In the previous posts on Big Data, we talked about some of the base technology tools that are in use today by companies all over the world to drive their Big Data programs. We talked about the Hadoop ecosystem and a few of the projects or tools that have become common in commercial use cases. Things like Hbase, Hive, Impala, Storm, Spark etc...
But, we can't limit the big data world to just the world of Apache Hadoop. There are dozens and dozens of other technology tools, frameworks, platforms and applications that have been developed over even the past 5 years, that drive real value for organizations. Take a look at the chart below and you can see that there are a ton of players. But I will only dig in to a few of them that I have seen real value be generated within the folks I work with everyday.
As I said, a TON of companies making a play in the Big Data arena. Still lots of opportunity I think to build more useful apps, but that is for another post down the road.

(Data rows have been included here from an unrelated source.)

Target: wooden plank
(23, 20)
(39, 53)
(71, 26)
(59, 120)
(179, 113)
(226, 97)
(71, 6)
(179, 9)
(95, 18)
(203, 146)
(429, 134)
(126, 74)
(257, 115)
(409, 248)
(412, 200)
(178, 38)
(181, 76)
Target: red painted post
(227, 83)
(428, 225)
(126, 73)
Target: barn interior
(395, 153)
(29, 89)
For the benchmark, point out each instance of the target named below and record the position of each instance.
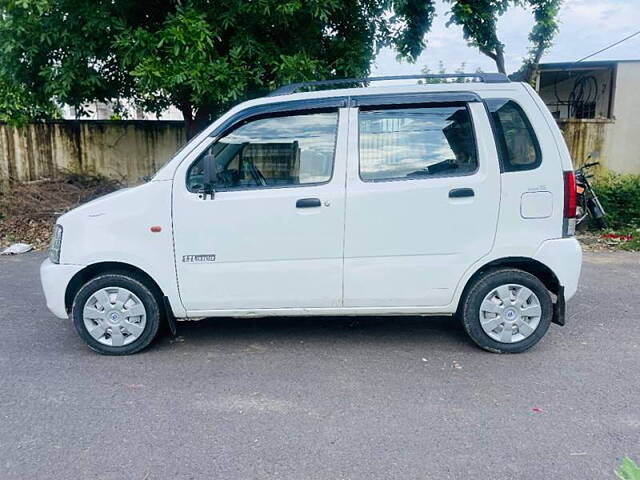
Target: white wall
(623, 143)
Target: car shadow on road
(381, 329)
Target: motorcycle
(588, 203)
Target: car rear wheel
(507, 311)
(116, 314)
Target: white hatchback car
(423, 199)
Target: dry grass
(29, 210)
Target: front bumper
(55, 278)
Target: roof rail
(483, 77)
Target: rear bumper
(55, 278)
(564, 257)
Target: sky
(585, 27)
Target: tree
(198, 55)
(479, 19)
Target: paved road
(302, 399)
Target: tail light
(570, 204)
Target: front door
(423, 195)
(272, 237)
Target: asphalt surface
(323, 398)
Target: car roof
(478, 88)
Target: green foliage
(197, 55)
(620, 198)
(628, 470)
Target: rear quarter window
(515, 138)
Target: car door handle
(461, 193)
(308, 203)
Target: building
(597, 106)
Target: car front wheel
(116, 314)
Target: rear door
(423, 195)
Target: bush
(620, 197)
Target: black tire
(596, 214)
(482, 286)
(135, 285)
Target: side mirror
(209, 174)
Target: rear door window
(517, 144)
(416, 143)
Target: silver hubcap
(510, 313)
(114, 316)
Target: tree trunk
(187, 113)
(202, 119)
(499, 58)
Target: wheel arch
(95, 269)
(527, 264)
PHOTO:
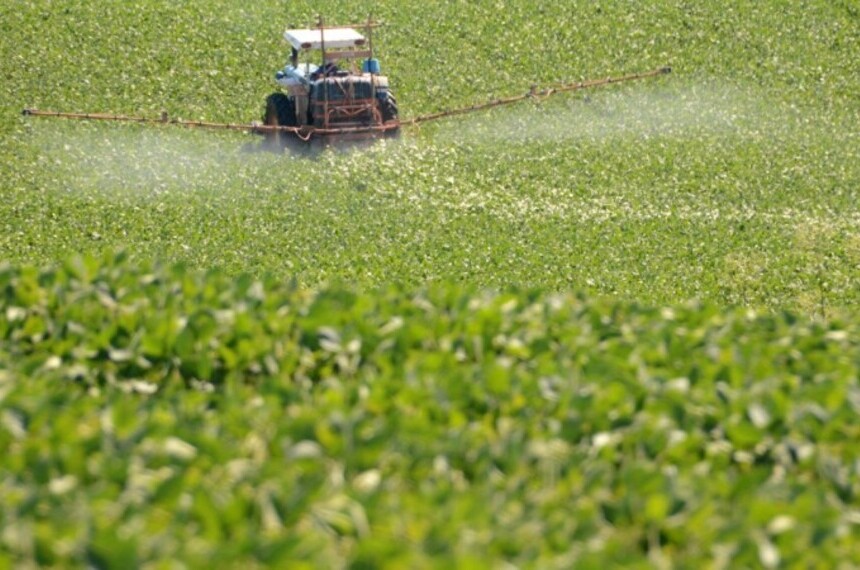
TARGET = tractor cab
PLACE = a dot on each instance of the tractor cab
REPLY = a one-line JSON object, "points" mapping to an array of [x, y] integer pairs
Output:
{"points": [[333, 85]]}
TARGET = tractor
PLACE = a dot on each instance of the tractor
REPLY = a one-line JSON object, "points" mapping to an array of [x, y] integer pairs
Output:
{"points": [[332, 89]]}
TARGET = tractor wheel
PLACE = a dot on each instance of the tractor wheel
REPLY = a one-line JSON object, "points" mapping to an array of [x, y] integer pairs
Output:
{"points": [[389, 113], [280, 112]]}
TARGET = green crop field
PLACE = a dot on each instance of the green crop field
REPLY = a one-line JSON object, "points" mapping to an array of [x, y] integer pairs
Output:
{"points": [[606, 329]]}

Out of these many dozen companies on this graphic, I want to call out a couple:
Elastic:
Formerly known as ElasticSearch, Elastic is an open source indexing and search tool. Similar to Apache Solr, Elastic is used by companies to take documents or chunks of data or even individual log events, index them, make them searchable and then purge when space is needed. The beauty to me of the Elastic platform is not just the search mechanism, but also the other tools that have been built to enhance the user experience in using Elastic. In particular, I call out Kibana as a great tool that sits on top of Elastic and makes it very easy to find data that you are looking for.
NiFi:
When it comes to the world of big data, almost nothing is more important that actually being able to easily and quickly move data from one place to another. But not just move the data, but securely move it, at scale and the ability to recover in case something happens in transit. This is where Apache NiFi shines. NiFi has been picked up with incredible speed by some of the largest companies in the world to fill in the gap that they all have of more effectively moving their data around their organization.
Neo4j:
As we start to move to a world that is based more and more on relationships and networks, graph databases start to become more and more important and that is what Neo4j is all about. Every company, whether they like it or not, over the next few years will need to start connecting the dots that exist about their customers, partners, suppliers etc... Doing this with traditional databases is almost impossible and there are not any really great tools out there within the common frameworks that make graph database a possibility, besides Spark. So, we will begin to see real growth in this area is my view and should be an area to keep an eye on for new, more user friendly kinds of solutions.
Ok, this is the end of this part of the series on Big Data, focused on the technology. Again, my goal was not to go toe to toe with all of the architects of the world on what big data technology really is or how it works. My goal was to help business teams get just enough of the detail about this technology that it helps them make more informed decisions with their internal and external technology partners for their big data programs.